Jeremiah glanced in their direction, a look more of pain than surprise on his face. “Yea,” he replied, and then grimaced at forming the words. “Two days with you crackers and I’m a redneck.”
“What in God’s name are you?” Hattie asked, and she was speaking to Julius…a long dead Julius.
The smile on Leland Graves’s oblong face shone with the black glitter of coal dust. “If I must drop a hint,” he said, “I will say that I am known by many names.”
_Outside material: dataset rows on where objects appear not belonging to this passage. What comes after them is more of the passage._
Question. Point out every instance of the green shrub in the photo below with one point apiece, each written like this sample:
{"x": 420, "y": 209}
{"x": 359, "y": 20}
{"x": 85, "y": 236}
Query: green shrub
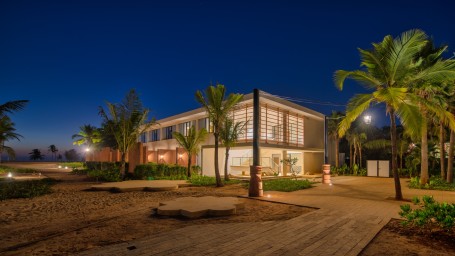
{"x": 160, "y": 172}
{"x": 111, "y": 175}
{"x": 25, "y": 189}
{"x": 202, "y": 180}
{"x": 429, "y": 214}
{"x": 435, "y": 183}
{"x": 286, "y": 185}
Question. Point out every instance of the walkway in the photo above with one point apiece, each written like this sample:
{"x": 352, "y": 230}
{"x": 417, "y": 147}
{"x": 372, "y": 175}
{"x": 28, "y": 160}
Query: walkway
{"x": 351, "y": 213}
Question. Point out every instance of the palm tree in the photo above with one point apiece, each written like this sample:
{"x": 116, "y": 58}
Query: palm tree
{"x": 12, "y": 106}
{"x": 7, "y": 132}
{"x": 432, "y": 92}
{"x": 218, "y": 108}
{"x": 36, "y": 154}
{"x": 190, "y": 143}
{"x": 53, "y": 149}
{"x": 126, "y": 121}
{"x": 333, "y": 122}
{"x": 88, "y": 135}
{"x": 390, "y": 69}
{"x": 229, "y": 134}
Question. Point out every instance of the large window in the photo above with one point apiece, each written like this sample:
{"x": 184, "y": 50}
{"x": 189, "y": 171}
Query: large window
{"x": 154, "y": 135}
{"x": 168, "y": 133}
{"x": 185, "y": 128}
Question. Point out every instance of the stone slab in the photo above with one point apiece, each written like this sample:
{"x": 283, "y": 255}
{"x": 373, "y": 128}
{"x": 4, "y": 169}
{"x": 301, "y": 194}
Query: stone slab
{"x": 140, "y": 185}
{"x": 196, "y": 207}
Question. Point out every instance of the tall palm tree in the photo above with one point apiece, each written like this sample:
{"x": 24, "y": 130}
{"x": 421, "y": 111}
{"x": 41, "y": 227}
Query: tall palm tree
{"x": 218, "y": 108}
{"x": 229, "y": 134}
{"x": 432, "y": 92}
{"x": 12, "y": 106}
{"x": 7, "y": 132}
{"x": 390, "y": 69}
{"x": 53, "y": 149}
{"x": 190, "y": 143}
{"x": 88, "y": 135}
{"x": 126, "y": 121}
{"x": 333, "y": 122}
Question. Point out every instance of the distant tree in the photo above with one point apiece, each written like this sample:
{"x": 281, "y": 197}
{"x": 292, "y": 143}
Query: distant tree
{"x": 217, "y": 108}
{"x": 7, "y": 132}
{"x": 53, "y": 149}
{"x": 72, "y": 155}
{"x": 12, "y": 106}
{"x": 88, "y": 135}
{"x": 229, "y": 134}
{"x": 36, "y": 155}
{"x": 190, "y": 143}
{"x": 126, "y": 121}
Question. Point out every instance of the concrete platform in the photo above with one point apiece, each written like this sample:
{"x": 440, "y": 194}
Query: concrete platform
{"x": 196, "y": 207}
{"x": 140, "y": 185}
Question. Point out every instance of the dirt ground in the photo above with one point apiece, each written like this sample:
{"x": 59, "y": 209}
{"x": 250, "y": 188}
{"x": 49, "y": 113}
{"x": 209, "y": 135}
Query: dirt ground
{"x": 73, "y": 219}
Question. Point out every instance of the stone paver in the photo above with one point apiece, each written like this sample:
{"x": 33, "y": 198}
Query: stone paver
{"x": 135, "y": 185}
{"x": 196, "y": 207}
{"x": 351, "y": 212}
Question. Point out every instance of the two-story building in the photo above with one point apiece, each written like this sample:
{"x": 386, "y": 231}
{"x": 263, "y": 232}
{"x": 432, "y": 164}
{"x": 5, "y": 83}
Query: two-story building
{"x": 287, "y": 130}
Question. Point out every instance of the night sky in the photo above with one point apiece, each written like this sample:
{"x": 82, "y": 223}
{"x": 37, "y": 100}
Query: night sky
{"x": 69, "y": 57}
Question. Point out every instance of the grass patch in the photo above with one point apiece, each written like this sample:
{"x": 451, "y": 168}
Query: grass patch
{"x": 202, "y": 180}
{"x": 25, "y": 189}
{"x": 285, "y": 185}
{"x": 435, "y": 184}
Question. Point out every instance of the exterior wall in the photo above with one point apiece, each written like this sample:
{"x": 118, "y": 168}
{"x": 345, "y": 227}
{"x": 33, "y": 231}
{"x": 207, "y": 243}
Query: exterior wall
{"x": 314, "y": 133}
{"x": 313, "y": 162}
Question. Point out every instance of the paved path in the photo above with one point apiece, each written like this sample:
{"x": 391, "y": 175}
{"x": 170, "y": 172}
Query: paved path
{"x": 351, "y": 213}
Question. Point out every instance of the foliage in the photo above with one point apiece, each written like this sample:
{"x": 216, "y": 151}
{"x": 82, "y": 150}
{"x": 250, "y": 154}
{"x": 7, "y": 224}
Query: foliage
{"x": 435, "y": 183}
{"x": 291, "y": 162}
{"x": 202, "y": 180}
{"x": 25, "y": 189}
{"x": 190, "y": 142}
{"x": 36, "y": 155}
{"x": 218, "y": 109}
{"x": 72, "y": 155}
{"x": 126, "y": 121}
{"x": 286, "y": 185}
{"x": 160, "y": 172}
{"x": 430, "y": 214}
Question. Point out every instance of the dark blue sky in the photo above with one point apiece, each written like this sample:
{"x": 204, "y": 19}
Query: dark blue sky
{"x": 69, "y": 57}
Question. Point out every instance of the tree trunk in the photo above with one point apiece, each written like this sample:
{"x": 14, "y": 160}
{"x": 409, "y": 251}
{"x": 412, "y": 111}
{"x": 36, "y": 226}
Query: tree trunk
{"x": 122, "y": 166}
{"x": 189, "y": 166}
{"x": 442, "y": 154}
{"x": 337, "y": 152}
{"x": 219, "y": 183}
{"x": 226, "y": 175}
{"x": 450, "y": 160}
{"x": 424, "y": 154}
{"x": 393, "y": 138}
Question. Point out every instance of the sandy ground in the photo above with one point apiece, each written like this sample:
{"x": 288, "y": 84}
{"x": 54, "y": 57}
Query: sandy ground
{"x": 73, "y": 219}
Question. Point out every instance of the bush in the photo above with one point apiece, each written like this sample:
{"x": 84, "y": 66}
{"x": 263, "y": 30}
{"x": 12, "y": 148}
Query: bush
{"x": 435, "y": 183}
{"x": 111, "y": 175}
{"x": 25, "y": 189}
{"x": 202, "y": 180}
{"x": 286, "y": 185}
{"x": 429, "y": 214}
{"x": 160, "y": 172}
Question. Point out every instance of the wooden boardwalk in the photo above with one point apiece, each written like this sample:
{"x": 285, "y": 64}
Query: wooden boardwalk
{"x": 351, "y": 213}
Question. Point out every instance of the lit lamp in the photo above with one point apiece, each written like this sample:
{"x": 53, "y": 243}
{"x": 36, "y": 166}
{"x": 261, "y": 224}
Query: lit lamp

“Would His Butt-Holiness be one of them?” It was Jeremiah.
Leland Graves clouded. He whirled to face Jeremiah, or more accurately, his torso whirled to face Jeremiah…legs and feet remained pointed forward. Leland Graves raised a hand and some invisible force smacked Jeremiah’s head against the tree with an epileptic “Thwack.”
4
Tom “Torch” Brunson, nee USAF, decided he would not survive the evening. He would die defending his backseater. The next time Graves raised a hand to Jeremiah, Tom would attack to whatever end that would come.
5
Leland Graves returned his attention to the group.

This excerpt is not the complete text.